Ce second procès peut-il tout de même servir à se dire que ce sera enfin fini ?

Non. On sera même amené à se revoir puisque l'avocat de la défense Maître Codognès nous a clairement dit qu'il irait jusqu'à la Cour européenne. Pourtant il n'y a aucun rebondissement, aucune enquête n'a été faite depuis le premier procès et le contre expert judiciaire que la défense fait venir n'est même jamais venu à Millas, il ne connaît pas Millas. Il s'est basé sur une photo. Son rapport avait été démoli par les experts à l'époque et c'est ce qui va encore se passer cette fois. Quel est le but de tout ça ? C'est sans fin.

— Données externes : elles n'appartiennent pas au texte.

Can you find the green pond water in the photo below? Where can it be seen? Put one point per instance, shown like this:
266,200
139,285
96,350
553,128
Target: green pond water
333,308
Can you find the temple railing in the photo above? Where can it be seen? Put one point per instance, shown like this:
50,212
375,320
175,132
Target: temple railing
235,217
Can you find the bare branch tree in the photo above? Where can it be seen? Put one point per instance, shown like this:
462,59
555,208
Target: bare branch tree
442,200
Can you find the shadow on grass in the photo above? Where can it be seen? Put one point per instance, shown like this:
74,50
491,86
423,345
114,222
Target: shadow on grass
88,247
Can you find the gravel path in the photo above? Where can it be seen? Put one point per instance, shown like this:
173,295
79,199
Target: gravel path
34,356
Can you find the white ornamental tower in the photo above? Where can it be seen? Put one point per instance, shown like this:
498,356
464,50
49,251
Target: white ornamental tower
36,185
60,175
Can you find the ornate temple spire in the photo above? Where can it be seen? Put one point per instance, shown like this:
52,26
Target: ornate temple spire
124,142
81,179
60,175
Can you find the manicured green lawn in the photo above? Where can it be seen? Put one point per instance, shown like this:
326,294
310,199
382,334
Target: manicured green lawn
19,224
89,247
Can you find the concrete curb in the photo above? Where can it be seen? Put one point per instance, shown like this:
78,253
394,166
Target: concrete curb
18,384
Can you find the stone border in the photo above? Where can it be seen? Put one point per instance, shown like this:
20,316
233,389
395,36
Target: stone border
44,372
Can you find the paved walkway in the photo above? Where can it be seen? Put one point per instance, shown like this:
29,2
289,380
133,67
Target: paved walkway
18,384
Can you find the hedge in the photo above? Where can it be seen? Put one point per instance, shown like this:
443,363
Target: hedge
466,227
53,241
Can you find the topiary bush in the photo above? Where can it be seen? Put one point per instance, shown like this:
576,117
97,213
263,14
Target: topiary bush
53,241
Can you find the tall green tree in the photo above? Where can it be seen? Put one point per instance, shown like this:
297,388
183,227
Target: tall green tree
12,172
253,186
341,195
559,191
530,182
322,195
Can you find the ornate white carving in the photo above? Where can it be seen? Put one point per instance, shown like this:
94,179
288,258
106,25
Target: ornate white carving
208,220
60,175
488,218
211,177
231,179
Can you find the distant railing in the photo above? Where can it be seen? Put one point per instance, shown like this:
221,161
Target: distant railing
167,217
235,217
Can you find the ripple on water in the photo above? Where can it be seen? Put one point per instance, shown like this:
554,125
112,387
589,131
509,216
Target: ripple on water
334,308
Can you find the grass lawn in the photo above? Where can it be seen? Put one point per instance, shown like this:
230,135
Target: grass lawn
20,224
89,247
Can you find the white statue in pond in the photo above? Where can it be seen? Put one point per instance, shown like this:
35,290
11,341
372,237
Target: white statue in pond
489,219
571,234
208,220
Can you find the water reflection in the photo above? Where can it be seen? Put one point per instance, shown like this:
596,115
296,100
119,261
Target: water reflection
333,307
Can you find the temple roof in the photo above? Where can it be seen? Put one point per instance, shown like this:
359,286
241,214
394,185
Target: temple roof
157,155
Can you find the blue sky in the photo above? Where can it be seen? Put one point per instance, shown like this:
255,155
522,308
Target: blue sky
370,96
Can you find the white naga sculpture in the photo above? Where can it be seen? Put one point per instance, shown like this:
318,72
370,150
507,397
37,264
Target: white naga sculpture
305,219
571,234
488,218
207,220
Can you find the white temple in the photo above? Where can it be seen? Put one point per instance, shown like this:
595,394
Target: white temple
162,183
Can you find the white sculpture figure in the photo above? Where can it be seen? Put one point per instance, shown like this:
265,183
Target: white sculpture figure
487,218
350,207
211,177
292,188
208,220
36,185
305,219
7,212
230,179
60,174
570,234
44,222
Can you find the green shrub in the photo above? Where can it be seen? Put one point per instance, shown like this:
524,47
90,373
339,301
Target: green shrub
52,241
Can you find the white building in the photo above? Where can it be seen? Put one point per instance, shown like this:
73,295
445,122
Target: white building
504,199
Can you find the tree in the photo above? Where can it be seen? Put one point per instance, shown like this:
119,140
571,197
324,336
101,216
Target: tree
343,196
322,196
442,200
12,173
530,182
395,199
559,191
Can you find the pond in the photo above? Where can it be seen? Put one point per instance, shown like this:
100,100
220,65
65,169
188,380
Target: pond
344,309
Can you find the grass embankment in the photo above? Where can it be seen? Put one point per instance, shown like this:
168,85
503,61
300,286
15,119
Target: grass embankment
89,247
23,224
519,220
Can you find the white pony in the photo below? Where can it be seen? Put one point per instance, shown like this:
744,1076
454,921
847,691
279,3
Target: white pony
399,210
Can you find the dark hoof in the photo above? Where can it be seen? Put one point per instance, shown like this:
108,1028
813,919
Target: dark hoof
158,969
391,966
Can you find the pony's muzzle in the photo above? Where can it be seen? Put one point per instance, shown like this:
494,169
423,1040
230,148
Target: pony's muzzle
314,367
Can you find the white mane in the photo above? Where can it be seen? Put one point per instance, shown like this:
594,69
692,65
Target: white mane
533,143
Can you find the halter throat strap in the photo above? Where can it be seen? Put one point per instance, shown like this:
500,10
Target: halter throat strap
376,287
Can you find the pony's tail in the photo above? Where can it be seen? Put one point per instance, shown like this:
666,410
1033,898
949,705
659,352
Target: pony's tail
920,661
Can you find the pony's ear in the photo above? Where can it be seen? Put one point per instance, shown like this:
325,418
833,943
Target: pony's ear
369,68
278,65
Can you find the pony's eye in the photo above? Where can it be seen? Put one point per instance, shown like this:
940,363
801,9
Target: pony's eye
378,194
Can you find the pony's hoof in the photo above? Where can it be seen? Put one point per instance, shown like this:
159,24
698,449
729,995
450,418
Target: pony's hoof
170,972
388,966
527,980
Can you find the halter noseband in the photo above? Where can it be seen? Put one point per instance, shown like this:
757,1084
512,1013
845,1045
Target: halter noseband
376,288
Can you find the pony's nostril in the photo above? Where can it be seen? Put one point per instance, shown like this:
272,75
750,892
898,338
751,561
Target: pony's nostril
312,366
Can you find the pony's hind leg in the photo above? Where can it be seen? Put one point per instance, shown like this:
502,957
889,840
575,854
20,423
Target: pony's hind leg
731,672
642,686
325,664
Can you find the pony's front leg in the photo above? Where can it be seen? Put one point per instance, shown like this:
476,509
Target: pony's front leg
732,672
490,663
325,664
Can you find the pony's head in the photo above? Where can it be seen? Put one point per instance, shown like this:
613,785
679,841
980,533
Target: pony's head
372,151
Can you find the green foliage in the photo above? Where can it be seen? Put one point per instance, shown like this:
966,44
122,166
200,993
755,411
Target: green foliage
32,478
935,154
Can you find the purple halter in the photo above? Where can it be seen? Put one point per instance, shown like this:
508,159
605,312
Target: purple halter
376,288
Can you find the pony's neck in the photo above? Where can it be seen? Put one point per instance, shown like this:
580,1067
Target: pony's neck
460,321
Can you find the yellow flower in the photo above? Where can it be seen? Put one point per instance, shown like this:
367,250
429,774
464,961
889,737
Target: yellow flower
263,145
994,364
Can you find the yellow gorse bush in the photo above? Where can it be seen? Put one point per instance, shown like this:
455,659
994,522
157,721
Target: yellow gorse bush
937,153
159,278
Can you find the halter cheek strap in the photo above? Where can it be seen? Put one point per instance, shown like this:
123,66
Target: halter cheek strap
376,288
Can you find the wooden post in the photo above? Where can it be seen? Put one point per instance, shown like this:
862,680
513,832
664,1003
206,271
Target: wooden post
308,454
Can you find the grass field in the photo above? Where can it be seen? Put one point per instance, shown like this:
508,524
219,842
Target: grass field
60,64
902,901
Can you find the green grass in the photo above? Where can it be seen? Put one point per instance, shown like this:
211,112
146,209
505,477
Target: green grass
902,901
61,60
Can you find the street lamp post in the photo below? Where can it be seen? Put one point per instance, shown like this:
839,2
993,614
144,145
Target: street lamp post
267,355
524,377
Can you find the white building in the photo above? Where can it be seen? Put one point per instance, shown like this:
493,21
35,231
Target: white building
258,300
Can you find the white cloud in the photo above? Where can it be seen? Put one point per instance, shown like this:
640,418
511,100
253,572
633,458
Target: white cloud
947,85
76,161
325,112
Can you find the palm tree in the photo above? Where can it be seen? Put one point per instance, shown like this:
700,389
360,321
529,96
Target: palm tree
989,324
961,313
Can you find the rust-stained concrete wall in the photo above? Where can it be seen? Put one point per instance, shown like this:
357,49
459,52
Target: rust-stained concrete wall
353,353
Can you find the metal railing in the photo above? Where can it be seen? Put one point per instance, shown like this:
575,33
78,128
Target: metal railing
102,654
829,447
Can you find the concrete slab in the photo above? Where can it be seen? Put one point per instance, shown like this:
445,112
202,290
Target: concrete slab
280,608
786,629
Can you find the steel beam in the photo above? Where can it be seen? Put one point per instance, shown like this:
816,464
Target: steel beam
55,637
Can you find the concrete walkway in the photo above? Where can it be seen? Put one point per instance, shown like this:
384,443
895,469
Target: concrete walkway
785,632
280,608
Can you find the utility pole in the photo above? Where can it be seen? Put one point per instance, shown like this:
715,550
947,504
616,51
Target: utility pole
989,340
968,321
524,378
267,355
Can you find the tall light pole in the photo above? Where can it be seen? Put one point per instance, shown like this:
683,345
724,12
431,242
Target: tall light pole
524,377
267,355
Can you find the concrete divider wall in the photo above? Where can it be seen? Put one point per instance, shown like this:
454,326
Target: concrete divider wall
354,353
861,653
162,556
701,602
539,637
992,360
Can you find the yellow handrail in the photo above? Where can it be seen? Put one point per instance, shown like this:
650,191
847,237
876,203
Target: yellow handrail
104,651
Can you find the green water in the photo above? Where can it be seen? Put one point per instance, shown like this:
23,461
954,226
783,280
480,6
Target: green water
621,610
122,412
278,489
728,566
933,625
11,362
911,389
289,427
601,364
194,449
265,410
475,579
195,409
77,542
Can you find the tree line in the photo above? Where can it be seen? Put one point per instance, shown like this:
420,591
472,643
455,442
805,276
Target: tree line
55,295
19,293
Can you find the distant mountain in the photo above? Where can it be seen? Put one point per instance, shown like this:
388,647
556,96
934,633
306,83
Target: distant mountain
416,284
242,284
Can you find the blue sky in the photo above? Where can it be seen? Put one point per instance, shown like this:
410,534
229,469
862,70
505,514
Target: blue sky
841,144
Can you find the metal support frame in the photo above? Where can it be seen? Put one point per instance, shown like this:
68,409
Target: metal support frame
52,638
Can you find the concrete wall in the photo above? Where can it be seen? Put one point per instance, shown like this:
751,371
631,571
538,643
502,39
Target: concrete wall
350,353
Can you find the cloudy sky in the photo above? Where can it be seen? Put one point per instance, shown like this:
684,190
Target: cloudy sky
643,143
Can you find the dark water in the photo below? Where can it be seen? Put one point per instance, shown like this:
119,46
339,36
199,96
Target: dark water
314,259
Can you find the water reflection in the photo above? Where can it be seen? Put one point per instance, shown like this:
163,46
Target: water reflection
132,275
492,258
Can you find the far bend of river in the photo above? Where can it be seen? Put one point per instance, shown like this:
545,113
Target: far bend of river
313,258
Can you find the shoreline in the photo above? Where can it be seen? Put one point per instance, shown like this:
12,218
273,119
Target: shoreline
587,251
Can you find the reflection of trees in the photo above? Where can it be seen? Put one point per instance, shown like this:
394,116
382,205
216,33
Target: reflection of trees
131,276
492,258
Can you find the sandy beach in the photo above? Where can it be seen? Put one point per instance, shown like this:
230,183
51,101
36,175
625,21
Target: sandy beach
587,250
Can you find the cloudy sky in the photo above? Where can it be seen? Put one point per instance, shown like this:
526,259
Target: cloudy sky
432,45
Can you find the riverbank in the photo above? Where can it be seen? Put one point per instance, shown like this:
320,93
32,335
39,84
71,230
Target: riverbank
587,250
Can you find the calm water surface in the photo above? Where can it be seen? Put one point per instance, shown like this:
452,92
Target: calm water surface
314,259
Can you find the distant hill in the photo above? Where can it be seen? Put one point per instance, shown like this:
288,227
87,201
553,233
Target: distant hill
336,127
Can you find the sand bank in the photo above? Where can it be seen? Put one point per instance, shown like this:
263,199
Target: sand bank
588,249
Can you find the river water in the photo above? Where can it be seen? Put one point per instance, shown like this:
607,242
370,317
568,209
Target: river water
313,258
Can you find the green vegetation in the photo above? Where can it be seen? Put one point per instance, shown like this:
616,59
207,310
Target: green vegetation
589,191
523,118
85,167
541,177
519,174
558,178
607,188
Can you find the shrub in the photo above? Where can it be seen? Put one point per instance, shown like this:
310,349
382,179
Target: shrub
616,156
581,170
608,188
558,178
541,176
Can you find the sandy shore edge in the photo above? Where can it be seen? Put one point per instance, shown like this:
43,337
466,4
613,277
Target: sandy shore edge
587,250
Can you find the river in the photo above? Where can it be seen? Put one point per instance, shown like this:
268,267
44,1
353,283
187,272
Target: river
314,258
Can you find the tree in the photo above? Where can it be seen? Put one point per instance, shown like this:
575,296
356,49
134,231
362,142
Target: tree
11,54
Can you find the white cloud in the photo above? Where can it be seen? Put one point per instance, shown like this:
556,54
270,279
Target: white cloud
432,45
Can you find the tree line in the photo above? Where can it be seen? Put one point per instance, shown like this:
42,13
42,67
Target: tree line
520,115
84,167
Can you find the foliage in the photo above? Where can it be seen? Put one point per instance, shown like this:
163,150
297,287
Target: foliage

Vous le ressentez comme de l'acharnement ?

Complètement. Et encore une fois, il n'est pas question ici de défendre la conductrice mais l'entreprise Faur et l'assureur. Mon combat il est pour les victimes, l'amélioration de la prise en charge de victimes, l'amélioration de l'annonce d'un décès, la prévention en milieu scolaire, la prévention sur les passages à niveau... Je demande juste qu'on arrête les bêtises et surtout qu'on respecte les victimes. 

Propos recueillis par Jordan Lassere et Marie Boscher.